Interviewer: Guten Tag, Herr Reime. Sie sind Rechtsanwalt und Experte für Kapitalmarktrecht. Heute möchten wir mit Ihnen über die Frage sprechen, ob und wie Aktionäre ihre Aktien verkaufen können, wenn ein Unternehmen von der Börse genommen wurde. Vielen Dank, dass Sie sich die Zeit nehmen!
RA Jens Reime: Sehr gerne! Ein spannendes Thema, das gerade in letzter Zeit vermehrt aufkommt.
Interviewer: Herr Reime, was passiert eigentlich rechtlich, wenn ein Unternehmen von der Börse genommen wird?
RA Jens Reime: Wenn ein Unternehmen von der Börse genommen wird, spricht man von einem Delisting. Das bedeutet, die Aktien sind nicht mehr öffentlich an der Börse handelbar. Das Unternehmen bleibt jedoch als Aktiengesellschaft (AG) bestehen. Die Aktionäre behalten ihre Anteile, können diese aber nicht mehr an der regulären Börse verkaufen.
Interviewer: Kann man die Aktien nach dem Delisting dennoch ohne Prospekt verkaufen?
RA Jens Reime: Ja, das ist möglich. Grundsätzlich können die Aktien auch nach einem Delisting ohne Prospekt verkauft werden, allerdings nur unter bestimmten Bedingungen. Wichtig ist hierbei, dass die Aktien nicht öffentlich angeboten werden. Ein Verkauf zwischen Privatpersonen oder im Rahmen sogenannter Privatplatzierungen ist in der Regel ohne Prospekt möglich.
Interviewer: Was bedeutet das konkret? Können Sie ein Beispiel nennen?
RA Jens Reime: Angenommen, Sie besitzen Aktien einer AG, die nicht mehr börsennotiert ist, und möchten diese an einen Bekannten verkaufen. Solange der Verkauf privat erfolgt und nicht öffentlich beworben wird, brauchen Sie keinen Prospekt. Auch beim Handel im Freiverkehr (OTC), der in manchen Fällen weiterhin möglich ist, ist ein Prospekt meist nicht erforderlich.
Interviewer: Was ist denn der Freiverkehr genau?

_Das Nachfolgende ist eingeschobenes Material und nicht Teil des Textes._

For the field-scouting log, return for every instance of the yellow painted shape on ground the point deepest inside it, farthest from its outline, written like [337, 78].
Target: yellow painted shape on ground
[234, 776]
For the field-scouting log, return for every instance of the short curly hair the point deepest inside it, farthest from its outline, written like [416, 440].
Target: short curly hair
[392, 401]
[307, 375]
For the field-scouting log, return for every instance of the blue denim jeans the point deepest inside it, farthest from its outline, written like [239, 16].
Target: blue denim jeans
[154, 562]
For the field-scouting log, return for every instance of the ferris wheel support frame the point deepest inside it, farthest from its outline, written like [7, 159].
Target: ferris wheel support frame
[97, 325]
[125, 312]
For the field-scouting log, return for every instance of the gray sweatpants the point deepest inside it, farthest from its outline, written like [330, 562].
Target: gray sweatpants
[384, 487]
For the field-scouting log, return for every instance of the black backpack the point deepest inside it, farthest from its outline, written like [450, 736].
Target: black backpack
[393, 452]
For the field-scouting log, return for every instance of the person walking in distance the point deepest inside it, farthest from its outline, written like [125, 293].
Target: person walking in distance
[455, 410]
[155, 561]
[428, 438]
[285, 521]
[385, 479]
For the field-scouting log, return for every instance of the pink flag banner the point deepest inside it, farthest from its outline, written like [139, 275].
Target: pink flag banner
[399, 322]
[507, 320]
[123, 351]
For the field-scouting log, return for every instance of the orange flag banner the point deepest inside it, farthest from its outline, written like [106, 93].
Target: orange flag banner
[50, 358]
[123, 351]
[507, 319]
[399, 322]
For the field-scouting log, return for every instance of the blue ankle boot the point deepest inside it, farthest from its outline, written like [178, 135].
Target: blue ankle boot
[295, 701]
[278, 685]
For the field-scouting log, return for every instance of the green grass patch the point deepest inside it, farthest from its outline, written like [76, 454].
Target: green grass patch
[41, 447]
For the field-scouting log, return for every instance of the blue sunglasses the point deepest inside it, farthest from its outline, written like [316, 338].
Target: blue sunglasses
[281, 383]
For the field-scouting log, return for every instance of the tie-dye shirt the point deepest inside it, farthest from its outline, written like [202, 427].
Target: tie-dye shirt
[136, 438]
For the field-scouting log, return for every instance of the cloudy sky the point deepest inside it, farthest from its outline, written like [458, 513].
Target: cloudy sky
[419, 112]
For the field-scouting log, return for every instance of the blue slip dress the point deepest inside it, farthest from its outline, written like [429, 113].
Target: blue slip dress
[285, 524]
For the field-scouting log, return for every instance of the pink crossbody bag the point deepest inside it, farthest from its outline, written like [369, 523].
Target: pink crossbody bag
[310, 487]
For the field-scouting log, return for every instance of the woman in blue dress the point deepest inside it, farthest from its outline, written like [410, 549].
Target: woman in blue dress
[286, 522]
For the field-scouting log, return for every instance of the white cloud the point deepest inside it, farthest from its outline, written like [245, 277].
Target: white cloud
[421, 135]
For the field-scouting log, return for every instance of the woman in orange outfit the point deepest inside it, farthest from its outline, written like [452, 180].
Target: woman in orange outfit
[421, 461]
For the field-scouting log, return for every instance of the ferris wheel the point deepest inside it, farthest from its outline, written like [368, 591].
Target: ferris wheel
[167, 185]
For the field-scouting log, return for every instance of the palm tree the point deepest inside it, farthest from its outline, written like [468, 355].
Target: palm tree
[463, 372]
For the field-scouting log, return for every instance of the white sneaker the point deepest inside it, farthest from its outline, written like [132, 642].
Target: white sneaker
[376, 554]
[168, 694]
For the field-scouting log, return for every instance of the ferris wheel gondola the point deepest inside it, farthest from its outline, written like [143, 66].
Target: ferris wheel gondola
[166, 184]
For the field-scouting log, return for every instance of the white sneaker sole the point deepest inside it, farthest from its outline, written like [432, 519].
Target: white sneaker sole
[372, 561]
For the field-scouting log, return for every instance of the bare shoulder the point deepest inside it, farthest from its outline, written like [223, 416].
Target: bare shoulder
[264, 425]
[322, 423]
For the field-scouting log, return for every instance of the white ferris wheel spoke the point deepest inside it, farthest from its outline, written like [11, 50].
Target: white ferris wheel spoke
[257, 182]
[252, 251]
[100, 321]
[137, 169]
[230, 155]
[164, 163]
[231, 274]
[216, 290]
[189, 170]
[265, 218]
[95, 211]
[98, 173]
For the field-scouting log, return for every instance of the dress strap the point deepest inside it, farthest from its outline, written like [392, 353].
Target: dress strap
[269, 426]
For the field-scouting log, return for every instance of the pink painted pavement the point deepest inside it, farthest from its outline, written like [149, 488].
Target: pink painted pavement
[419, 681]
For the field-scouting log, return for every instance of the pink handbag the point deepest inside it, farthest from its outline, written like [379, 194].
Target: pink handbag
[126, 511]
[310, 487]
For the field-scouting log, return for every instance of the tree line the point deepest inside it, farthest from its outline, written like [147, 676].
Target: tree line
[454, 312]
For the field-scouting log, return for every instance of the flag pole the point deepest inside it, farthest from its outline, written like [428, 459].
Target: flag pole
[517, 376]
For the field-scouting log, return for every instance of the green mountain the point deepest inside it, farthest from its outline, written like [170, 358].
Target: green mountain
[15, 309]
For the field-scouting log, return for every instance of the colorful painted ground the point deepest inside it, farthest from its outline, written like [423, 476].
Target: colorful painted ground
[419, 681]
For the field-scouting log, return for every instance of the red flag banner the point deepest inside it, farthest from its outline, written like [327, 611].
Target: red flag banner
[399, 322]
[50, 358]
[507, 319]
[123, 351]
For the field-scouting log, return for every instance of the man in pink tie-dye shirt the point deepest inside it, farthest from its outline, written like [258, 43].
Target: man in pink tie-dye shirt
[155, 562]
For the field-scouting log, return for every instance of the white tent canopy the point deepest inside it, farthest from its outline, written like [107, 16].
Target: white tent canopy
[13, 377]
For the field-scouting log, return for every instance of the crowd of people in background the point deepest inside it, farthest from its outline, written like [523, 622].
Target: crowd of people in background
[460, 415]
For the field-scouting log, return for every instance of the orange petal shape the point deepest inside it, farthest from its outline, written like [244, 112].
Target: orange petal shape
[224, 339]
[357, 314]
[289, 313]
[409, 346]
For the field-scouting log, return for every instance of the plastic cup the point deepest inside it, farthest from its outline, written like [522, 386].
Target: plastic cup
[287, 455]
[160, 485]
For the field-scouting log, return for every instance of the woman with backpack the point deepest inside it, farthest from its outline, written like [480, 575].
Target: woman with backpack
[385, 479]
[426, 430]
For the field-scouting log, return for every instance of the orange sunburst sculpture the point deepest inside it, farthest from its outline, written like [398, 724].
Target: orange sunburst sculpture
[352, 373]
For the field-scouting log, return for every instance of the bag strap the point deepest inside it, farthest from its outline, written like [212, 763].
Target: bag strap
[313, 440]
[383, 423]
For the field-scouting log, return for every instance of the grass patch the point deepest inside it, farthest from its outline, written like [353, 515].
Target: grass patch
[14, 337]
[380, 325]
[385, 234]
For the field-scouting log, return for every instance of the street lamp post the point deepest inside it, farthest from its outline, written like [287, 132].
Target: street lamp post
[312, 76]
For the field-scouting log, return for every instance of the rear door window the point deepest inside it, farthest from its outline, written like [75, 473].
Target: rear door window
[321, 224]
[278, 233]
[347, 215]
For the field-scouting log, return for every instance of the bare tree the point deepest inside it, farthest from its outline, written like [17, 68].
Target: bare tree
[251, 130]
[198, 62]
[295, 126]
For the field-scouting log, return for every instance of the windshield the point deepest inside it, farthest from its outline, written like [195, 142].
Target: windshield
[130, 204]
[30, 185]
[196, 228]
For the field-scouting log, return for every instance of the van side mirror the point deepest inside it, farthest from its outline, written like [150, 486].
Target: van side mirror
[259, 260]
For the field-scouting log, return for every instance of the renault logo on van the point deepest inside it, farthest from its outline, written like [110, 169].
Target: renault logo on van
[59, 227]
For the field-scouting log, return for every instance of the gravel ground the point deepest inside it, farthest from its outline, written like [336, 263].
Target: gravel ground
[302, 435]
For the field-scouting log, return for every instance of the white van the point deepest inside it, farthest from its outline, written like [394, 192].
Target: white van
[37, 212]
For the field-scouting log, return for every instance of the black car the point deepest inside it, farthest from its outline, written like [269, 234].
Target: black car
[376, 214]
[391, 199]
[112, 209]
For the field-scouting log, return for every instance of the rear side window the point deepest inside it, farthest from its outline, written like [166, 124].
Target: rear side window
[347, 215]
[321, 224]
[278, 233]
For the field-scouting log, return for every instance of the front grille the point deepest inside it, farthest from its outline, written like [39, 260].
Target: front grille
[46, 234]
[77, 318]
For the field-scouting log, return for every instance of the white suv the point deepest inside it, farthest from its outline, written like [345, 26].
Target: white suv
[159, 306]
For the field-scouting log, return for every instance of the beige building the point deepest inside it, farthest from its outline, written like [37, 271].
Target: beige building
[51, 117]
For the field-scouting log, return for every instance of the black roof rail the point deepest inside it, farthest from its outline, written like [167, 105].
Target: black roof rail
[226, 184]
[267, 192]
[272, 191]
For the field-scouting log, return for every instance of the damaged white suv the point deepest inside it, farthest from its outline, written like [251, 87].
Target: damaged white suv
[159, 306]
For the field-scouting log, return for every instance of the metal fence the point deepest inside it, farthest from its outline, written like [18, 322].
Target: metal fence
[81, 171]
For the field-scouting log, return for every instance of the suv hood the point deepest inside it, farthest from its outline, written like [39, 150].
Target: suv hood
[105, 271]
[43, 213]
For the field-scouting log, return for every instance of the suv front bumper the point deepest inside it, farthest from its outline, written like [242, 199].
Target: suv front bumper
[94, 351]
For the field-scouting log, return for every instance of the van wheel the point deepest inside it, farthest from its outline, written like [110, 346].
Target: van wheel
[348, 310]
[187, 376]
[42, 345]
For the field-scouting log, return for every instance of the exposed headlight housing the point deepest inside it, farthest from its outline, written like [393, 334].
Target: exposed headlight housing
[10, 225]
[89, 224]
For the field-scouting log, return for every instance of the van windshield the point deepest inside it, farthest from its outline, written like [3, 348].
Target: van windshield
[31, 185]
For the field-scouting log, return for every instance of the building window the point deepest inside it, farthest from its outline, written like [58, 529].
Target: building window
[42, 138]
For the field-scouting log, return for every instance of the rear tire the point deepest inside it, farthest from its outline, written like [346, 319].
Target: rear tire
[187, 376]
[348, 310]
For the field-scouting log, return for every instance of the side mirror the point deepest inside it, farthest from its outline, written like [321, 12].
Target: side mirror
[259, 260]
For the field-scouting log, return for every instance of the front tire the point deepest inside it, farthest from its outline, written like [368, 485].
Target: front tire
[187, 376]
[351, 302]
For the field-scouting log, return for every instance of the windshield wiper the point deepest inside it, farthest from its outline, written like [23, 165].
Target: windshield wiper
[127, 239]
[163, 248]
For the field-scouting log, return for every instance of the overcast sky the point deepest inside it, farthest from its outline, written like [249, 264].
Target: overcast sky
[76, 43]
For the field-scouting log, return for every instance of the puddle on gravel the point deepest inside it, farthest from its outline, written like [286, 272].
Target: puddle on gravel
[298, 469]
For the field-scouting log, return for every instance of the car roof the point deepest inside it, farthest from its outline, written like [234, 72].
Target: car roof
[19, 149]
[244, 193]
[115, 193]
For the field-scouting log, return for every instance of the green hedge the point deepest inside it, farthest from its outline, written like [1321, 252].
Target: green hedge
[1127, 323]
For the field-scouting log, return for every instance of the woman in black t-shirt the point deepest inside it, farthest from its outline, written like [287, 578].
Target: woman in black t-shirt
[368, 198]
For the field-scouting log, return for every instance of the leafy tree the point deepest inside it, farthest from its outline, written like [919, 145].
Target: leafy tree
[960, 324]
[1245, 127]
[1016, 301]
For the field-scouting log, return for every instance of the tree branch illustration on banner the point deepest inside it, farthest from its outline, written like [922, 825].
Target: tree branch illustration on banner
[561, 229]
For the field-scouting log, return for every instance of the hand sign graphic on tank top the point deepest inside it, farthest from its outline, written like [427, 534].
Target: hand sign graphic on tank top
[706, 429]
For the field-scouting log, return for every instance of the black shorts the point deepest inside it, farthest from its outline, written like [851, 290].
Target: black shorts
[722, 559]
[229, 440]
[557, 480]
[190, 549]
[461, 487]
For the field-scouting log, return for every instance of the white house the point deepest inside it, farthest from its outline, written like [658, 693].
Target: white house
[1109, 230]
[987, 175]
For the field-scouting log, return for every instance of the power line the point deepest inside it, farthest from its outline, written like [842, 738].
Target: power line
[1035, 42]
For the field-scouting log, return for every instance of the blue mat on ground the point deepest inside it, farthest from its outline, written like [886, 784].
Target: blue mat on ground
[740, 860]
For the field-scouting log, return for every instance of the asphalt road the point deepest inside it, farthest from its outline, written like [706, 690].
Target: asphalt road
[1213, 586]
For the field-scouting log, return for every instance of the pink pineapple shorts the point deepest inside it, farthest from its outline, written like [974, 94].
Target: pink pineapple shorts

RA Jens Reime: Der Freiverkehr ist ein außerbörslicher Handelsplatz, über den einige delistete Aktien weiterhin gehandelt werden können. Es gelten hier deutlich vereinfachte Zulassungsregeln im Vergleich zum regulären Börsenhandel. Dennoch: Auch im Freiverkehr gibt es kaum Liquidität, was bedeutet, dass Käufer schwer zu finden sind und die Kurse oft stark schwanken.
Interviewer: Gibt es denn eine rechtliche Pflicht für die AG, die Aktien zurückzukaufen oder den Aktionären eine andere Lösung anzubieten?
RA Jens Reime: Nein, grundsätzlich besteht keine Pflicht der AG, die Aktien zurückzukaufen. Oft wird den Aktionären vor dem Delisting ein freiwilliges Übernahmeangebot gemacht, aber das ist nicht immer der Fall. Nach dem Delisting sind die Anteile weiterhin Eigentum der Aktionäre, allerdings mit eingeschränkter Handelbarkeit.
Interviewer: Das klingt nach einem Risiko für die Aktionäre. Was raten Sie betroffenen Anlegern?
RA Jens Reime: Tatsächlich ist das Risiko erheblich, weil die Liquidität entfällt und es schwieriger wird, die Aktien zu einem fairen Preis zu verkaufen. Mein Rat: Prüfen Sie frühzeitig, ob ein Übernahmeangebot vorliegt, und überlegen Sie sich gut, ob Sie dieses annehmen. Falls nicht, informieren Sie sich, ob ein Handel im Freiverkehr möglich ist. Es ist auch sinnvoll, sich mit anderen Aktionären auszutauschen, um möglicherweise gemeinsam eine Strategie zu entwickeln.
Interviewer: Gibt es rechtliche Schritte, wenn Aktionäre nach dem Delisting finanziell stark benachteiligt sind?
RA Jens Reime: In manchen Fällen kann es sinnvoll sein, rechtlich gegen die AG vorzugehen, insbesondere wenn Minderheitsaktionäre benachteiligt wurden oder unzureichend informiert waren. Das setzt allerdings eine genaue Prüfung der Umstände voraus. Hier empfehle ich eine Beratung durch einen Fachanwalt für Kapitalmarktrecht.
Interviewer: Vielen Dank, Herr Reime, für die aufschlussreichen Informationen!
RA Jens Reime: Sehr gerne. Ich hoffe, dass die betroffenen Anleger durch diese Hinweise eine bessere Entscheidungsgrundlage haben.